Considerando che ha cominciato giovanissimo, potrà dire di avere attraversato almeno tre ere geologiche della tv...
«Ho iniziato che non avevo neppure 19 anni: trent’anni fa, tanto quanto ci separava allora dall’inizio delle trasmissioni tv in Italia. Mi sento nel mezzo di tutto: allora lavoravo con Enrico Vaime, Guido Sacerdote, Luciano Salce, Bruno Voglino, ho vissuto un racconto che non mi apparteneva generazionalmente, ho ascoltato una grammatica televisiva e del gusto, del linguaggio, oggi totalmente estinta. Ho imparato soprattutto che cosa in tv non si deve fare. E poi ovviamente, come tutti quelli della mia generazione parlo la lingua televisiva di Arbore».
Ma, come Maurizio Costanzo, la vedremo in video per sempre?

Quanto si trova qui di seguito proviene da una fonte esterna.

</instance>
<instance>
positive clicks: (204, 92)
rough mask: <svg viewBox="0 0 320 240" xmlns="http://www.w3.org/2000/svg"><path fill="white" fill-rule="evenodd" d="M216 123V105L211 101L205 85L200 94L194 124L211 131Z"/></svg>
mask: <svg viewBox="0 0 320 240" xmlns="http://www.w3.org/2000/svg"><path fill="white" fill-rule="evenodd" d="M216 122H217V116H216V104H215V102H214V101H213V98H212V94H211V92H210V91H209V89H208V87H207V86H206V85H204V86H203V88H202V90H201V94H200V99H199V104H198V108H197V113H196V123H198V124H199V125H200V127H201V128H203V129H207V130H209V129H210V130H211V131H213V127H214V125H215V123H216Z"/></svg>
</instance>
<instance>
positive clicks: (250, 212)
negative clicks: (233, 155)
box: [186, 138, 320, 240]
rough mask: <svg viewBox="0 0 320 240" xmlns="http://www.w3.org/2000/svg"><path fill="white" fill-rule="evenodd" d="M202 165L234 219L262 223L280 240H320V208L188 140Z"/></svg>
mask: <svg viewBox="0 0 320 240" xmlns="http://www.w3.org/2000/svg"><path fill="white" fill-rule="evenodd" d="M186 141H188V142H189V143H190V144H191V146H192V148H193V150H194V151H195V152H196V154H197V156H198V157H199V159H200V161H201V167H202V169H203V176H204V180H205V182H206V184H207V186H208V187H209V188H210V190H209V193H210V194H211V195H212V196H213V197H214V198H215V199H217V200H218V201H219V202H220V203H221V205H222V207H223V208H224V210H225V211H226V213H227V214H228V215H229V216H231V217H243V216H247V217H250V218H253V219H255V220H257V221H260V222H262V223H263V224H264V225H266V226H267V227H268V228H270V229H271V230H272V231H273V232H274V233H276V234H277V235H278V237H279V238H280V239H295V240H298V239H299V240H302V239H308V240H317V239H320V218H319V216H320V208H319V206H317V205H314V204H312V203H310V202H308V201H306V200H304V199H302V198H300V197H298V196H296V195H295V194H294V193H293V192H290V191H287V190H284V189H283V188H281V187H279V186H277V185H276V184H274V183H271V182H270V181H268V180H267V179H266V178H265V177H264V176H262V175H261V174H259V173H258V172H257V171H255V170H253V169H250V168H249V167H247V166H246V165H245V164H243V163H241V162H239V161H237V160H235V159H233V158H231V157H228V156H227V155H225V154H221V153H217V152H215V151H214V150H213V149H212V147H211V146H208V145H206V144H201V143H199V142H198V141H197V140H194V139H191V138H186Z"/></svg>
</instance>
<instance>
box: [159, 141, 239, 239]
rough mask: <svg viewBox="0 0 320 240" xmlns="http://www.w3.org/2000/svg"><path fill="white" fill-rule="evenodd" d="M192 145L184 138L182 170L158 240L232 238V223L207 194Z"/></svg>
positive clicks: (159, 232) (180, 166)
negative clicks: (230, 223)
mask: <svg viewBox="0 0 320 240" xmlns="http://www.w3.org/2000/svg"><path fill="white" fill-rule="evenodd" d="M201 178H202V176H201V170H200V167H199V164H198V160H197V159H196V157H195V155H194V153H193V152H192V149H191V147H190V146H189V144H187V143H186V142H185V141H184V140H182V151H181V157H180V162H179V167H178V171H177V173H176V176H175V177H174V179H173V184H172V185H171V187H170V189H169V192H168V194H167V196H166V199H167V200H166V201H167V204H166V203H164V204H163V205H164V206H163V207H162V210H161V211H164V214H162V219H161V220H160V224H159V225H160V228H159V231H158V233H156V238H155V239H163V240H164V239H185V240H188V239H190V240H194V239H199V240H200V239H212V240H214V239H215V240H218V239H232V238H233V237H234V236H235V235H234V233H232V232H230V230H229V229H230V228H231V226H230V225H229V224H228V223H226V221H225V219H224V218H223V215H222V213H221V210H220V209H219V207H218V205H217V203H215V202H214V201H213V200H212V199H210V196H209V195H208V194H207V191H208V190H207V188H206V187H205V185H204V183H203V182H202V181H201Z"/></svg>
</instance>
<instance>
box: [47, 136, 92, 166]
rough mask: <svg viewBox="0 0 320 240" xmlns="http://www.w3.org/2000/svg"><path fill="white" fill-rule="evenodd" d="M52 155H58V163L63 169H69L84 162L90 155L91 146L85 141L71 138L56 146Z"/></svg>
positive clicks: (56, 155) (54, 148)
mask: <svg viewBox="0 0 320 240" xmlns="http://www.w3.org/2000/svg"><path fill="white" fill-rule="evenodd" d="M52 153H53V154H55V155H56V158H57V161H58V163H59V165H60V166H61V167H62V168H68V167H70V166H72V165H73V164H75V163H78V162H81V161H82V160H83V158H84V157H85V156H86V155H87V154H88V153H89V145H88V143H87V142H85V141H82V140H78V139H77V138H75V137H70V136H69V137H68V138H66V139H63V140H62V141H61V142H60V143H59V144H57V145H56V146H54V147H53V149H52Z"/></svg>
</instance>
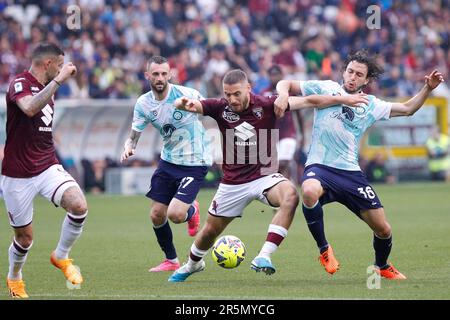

«Una volta c’era il vezzo di dire: smetto e vado in campagna. Ma in campagna mi annoio. Quando smetto, smetto sul serio. Però non è una questione all’ordine del giorno».
Il video è una droga?
«Adesso proprio no, può esserlo a vent’anni, ora se porto mio figlio a scuola e qualcuno mi fa una foto col telefonino mi sento a disagio. Questo gigantesco Truman Show in cui viviamo non mi piace: quando facevamo le medie le ragazze chiudevano il diario con un lucchetto per proteggere i segreti, oggi il diario è esibito. È radicalmente cambiata la concezione di sé, viviamo in una sorta di comunismo planetario in cui c’è una reificazione di sé molto evidente. E impressionante».
Ma uno che la pensa così come è finito a fare la televisione?
«Facevo la radio, facevo le imitazioni, e questa era la mia medicina per vincere una timidezza di proporzioni gigantesche. Il destino ha scelto per me la televisione, ma non avevo messo in conto di farcela, la mia ambizione era fare il giornalista nella redazione locale de La Stampa o del Secolo XIX. Volevo solo vedere dal di dentro gli studi della Rai. Oggi sarebbe un po’ come andare a visitare la stazione spaziale».
«Rischiatutto» si farà?
«Sì, e sarà filologico. Abbiamo selezionato 1.400 possibili concorrenti. È previsto per metà febbraio, noi siamo pronti. Lanceremo il concorso per la valletta, che cambierà ogni settimana, a un’unica condizione: che si chiami Sabina».